Dove si trova la palma nana
Nel dettaglio la palma nana (Chamaerops humilis) è una specie botanica endemica tipica della macchia mediterranea; “l’unica – racconta Irene – che nasce spontaneamente nelle coste dell’Europa meridionale e dell’Africa settentrionale. Si presenta come un cespuglio sempreverde i cui individui dal fusto ricoperto da squame, sono sormontati da un ciuffo di foglie a ventaglio molto frastagliate la cui parte interna è formata da tenere foglie non ancora dischiuse, che prende il nome di curina (cuore della palma).La pianta prospera in terreni soleggiati su substrati argillosi calcarei, soprattutto, cresce spontaneamente nelle rocce a picco sul mare. La possiamo trovare lungo tutte le coste della Sicilia (Monte Cofano, Riserva dello Zingaro, Monte Gallo, Capo Zafferano, etc)”.

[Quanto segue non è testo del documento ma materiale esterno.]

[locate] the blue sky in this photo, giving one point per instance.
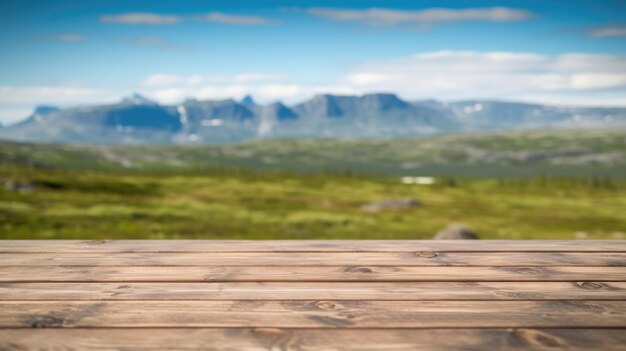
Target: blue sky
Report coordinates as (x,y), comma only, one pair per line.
(82,52)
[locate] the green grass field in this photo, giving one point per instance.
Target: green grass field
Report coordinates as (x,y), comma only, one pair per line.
(306,189)
(272,205)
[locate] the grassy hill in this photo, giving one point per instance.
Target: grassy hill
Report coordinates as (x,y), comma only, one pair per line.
(513,154)
(252,190)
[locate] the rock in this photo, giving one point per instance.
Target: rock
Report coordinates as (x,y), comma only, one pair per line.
(391,204)
(20,187)
(456,232)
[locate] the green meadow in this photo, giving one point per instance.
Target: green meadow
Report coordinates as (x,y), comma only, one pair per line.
(523,185)
(281,205)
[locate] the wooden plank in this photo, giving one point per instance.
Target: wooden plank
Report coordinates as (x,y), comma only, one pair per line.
(314,314)
(316,291)
(16,246)
(308,273)
(419,258)
(267,339)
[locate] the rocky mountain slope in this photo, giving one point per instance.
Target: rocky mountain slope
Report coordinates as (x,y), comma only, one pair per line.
(137,120)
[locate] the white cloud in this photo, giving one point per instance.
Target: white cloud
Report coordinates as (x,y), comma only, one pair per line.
(12,114)
(140,18)
(390,17)
(219,17)
(608,32)
(17,103)
(56,95)
(504,75)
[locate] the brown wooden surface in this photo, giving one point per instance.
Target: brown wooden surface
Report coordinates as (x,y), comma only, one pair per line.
(313,295)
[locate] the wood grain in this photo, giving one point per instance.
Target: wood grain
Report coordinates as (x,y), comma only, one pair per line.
(308,273)
(313,295)
(313,314)
(418,258)
(272,339)
(316,290)
(25,246)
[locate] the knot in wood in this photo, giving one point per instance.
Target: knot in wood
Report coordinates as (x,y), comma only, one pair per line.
(325,305)
(528,270)
(590,285)
(358,270)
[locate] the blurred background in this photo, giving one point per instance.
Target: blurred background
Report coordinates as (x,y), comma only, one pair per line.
(312,119)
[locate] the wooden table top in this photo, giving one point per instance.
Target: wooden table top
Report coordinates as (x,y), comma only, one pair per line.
(313,295)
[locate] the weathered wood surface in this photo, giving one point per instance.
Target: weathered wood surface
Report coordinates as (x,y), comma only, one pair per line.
(380,291)
(263,339)
(313,295)
(307,273)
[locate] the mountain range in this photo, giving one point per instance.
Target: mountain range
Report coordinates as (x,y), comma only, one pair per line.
(138,120)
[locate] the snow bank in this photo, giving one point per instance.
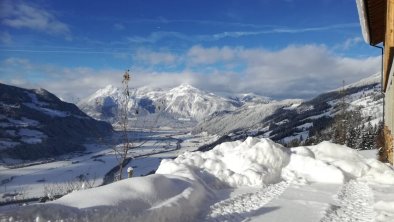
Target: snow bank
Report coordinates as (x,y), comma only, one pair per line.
(332,163)
(254,162)
(150,198)
(181,188)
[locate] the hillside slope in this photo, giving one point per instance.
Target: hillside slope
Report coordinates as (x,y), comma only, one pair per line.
(284,121)
(183,102)
(36,124)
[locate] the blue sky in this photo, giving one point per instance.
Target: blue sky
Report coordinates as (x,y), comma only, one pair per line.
(277,48)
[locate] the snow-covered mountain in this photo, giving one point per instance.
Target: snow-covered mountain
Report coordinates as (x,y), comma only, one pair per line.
(36,124)
(181,102)
(290,119)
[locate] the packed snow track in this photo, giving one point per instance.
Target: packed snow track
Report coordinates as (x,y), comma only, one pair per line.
(355,203)
(239,207)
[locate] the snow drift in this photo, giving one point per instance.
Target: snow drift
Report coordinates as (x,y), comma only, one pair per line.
(181,189)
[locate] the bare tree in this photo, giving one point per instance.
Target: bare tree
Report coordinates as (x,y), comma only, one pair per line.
(122,151)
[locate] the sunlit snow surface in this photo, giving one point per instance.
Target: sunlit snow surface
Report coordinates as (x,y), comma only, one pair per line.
(253,180)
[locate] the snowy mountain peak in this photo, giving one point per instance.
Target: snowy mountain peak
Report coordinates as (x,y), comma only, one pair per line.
(109,89)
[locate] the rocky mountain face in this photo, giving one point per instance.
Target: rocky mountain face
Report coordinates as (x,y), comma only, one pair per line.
(284,121)
(184,102)
(36,124)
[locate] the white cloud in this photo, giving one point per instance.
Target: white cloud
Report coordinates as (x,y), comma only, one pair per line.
(349,43)
(154,58)
(5,38)
(155,37)
(119,26)
(18,14)
(292,72)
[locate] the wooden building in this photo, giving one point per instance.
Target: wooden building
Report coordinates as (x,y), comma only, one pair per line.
(377,22)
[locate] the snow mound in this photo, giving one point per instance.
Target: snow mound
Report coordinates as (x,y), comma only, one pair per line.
(259,162)
(150,198)
(254,162)
(182,189)
(332,163)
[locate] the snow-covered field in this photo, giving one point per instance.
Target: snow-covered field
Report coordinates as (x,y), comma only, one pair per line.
(251,180)
(34,180)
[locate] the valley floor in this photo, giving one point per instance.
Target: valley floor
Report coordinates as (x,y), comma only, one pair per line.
(269,183)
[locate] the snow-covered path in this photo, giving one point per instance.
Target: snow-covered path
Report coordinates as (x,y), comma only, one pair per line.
(354,203)
(237,208)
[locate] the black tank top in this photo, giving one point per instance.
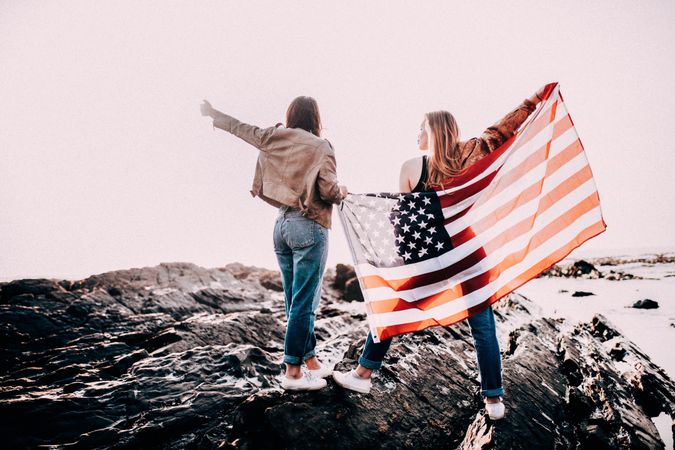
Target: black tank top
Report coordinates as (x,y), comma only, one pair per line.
(419,187)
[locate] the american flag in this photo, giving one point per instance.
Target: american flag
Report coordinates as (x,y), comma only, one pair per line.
(434,258)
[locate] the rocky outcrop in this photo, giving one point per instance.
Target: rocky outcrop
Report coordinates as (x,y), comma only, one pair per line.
(646,303)
(178,356)
(585,269)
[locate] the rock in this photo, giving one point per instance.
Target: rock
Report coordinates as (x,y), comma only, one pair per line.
(582,294)
(271,280)
(578,269)
(178,356)
(353,290)
(646,304)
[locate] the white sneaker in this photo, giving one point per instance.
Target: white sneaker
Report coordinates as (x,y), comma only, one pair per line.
(306,382)
(322,372)
(351,380)
(495,410)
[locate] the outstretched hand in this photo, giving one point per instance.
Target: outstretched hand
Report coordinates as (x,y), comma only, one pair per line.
(206,109)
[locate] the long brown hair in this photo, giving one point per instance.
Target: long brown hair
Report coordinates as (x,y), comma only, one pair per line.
(444,160)
(303,112)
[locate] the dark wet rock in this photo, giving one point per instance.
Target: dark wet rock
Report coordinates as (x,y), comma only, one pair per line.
(582,294)
(178,356)
(578,269)
(646,304)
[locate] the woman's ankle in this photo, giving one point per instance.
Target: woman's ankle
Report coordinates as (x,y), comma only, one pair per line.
(363,372)
(313,363)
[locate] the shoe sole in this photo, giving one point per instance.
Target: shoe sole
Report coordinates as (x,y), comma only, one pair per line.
(351,388)
(326,375)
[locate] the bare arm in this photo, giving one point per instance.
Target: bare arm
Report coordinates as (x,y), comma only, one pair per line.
(505,128)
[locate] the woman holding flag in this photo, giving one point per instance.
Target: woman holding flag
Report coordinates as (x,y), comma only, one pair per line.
(448,157)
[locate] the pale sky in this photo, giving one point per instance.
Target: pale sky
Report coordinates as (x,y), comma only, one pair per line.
(107,164)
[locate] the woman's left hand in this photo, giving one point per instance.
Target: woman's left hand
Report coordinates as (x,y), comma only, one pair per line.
(206,109)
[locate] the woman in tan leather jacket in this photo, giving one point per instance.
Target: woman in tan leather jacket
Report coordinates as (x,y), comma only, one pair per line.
(295,172)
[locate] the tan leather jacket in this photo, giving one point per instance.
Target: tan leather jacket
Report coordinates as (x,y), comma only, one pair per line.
(294,168)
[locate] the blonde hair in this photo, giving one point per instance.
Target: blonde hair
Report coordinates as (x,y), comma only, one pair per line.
(444,160)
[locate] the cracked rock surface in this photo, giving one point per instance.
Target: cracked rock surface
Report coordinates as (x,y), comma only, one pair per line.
(178,356)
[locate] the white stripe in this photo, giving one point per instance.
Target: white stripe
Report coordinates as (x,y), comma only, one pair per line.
(561,112)
(474,298)
(461,223)
(506,196)
(540,222)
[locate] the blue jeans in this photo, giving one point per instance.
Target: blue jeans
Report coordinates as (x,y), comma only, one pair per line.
(301,246)
(487,352)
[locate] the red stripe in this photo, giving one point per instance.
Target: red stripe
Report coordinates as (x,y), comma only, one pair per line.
(479,281)
(373,281)
(455,197)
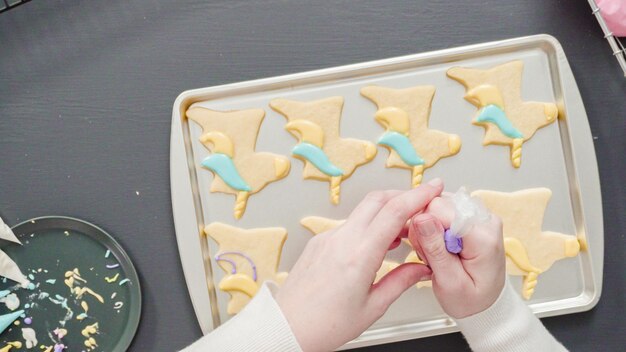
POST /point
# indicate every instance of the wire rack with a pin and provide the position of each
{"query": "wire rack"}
(6, 5)
(616, 45)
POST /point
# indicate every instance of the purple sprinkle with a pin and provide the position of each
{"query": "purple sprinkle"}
(454, 244)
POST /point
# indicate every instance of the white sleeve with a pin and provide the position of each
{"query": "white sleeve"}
(260, 326)
(508, 325)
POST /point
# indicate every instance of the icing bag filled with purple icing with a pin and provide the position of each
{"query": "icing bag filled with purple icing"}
(468, 211)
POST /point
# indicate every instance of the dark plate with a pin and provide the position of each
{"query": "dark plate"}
(54, 245)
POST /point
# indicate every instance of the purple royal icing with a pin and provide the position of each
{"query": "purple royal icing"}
(234, 270)
(454, 244)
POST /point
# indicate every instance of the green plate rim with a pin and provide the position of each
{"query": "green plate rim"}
(103, 237)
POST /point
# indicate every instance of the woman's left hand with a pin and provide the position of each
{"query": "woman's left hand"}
(329, 297)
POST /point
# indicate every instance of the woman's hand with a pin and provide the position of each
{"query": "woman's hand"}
(329, 297)
(467, 283)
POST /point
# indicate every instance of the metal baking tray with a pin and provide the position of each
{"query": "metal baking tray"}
(560, 157)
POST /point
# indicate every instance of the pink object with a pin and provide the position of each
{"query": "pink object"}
(614, 14)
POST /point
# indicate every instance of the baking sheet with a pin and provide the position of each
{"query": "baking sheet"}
(549, 160)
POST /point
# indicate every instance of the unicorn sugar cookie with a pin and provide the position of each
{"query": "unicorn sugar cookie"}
(239, 169)
(248, 257)
(529, 250)
(404, 113)
(507, 119)
(326, 156)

La materia prima dell’intreccio sono le foglie non ancora dischiuse.
La loro raccolta avviene nel periodo estivo (luglio e agosto nelle ore calde del giorno, successivamente vengono esposte al sole per essere essiccate e sbiancate, quindi private delle parti inutilizzabili (acinie esterne troppo sottili e piccole) potranno essere conservate anche per un lungo tempo.
Le lavorazioni
Spiega l’artigiana: “L’intreccio delle fibre vegetali è una pratica che assume caratteristiche diverse a seconda delle tecniche esecutive adottate e della destinazione d’uso. Le lavorazioni essenzialmente sono di due tipi: la corda e la treccia.
Per la lavorazione della corda, come anche per i vari tipi di treccia, si parte dalle foglie giovani non ancora dischiuse fatte essiccare al sole e poi fatte rinvenire in acqua per renderle flessibili e resistenti. Delle foglie si adoperano dei filamenti che si ottengono dividendo in due i segmenti delle foglie, si inizia quindi la torsione
– sottolinea Irene – avendo cura di inserire man mano nuovi filamenti la cui base viene inglobata nella torsione”.
Non meno impegnativa è la lavorazione della treccia: ve ne sono di diversi tipi che dipendono dal numero di capi che adoperiamo e da come questi ultimi vengono incrociati.
Una tecnica affascinante
Aggiunge Irene, che abbiamo incontrato mentre lavorava: ”Le creazioni che fino ad ora ho prodotto fanno riferimento a quelle della tradizione siciliana, per il loro aspetto estetico, ma soprattutto per la complessa elaborazione, per giungere al prodotto finito, quindi: stuoie, corde, coffe e borse di varie fogge, ovviamente apportando delle modifiche per adattarle al nuovo uso che le si vuol dare.”.
Il suo lavoro è molto affascinante e oramai rarissimo, ammirarne l’intreccio con cui realizzava tramite mani esperte coadiuvate da un grande ago, non ha avuto veramente prezzo.